Ex-Stop-and-Frisk Judge Lets It All Hang Out


     (CN) – Transferring the last of her stop-and-frisk cases to a colleague’s docket Tuesday, U.S. District Judge Shira Scheindlin capped off her work on the case with a slap at the appellate panel that recused her.
     Scheindlin spent five of her 21 years on the federal bench presiding over three cases on unconstitutional police stops.
     The most significant of the three, Floyd v. City of New York, ended in her landmark order forcing the New York City Police Department to submit to wide-ranging reforms, including the use of body cameras and submission to a court-appointed monitor.
     With then-Mayor Michael Bloomberg using Scheindlin’s neutrality to fight the reforms tooth and nail, the 2nd Circuit upheld the substance of the judge’s rulings but put the reforms on ice and recused Scheindlin for creating the appearance of bias by speaking to the press.
     Scheindlin has defended her media interactions as a necessary response to the Bloomberg administration’s whisper campaigns accusing her of hostility toward the police.
     Since that time, U.S. District Judge Analisa Torres has taken over the handling of the Floyd case along with Ligon v. City of New York, a case challenging the use of “vertical patrols” in private housing.
     New York City has grown more cordial to stop-and-frisk reform under the administration of Mayor Bill de Blasio, who dropped the city’s appeal in one of his first acts of office.
     City Hall’s implementation of the so-called “Joint Remedial Process” is now believed to be imminent.
     To ease this process, Scheindlin sent the last stop-and-frisk case on her docket, Davis v. City of New York, to Torres with a benchslap to the appellate panel that recused her.

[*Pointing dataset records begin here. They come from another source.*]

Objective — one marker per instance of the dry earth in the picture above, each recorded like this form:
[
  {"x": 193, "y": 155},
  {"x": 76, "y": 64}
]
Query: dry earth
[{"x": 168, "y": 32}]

     “I am transferring the Davis case with regret as it would have been most appropriate for the judge that supervised this case – and the related cases – for more than five years to supervise the implementation of the remedies imposed by the court or agreed to by the parties,” she wrote. “Nonetheless, I do so because it is most important that the parties work together in one joint remedial process to repair the damage that was done during the years that the defendants in these cases violated the plaintiffs’ constitutional rights. The joint remedial process is underway and like all New Yorkers I have the highest hopes for its success.”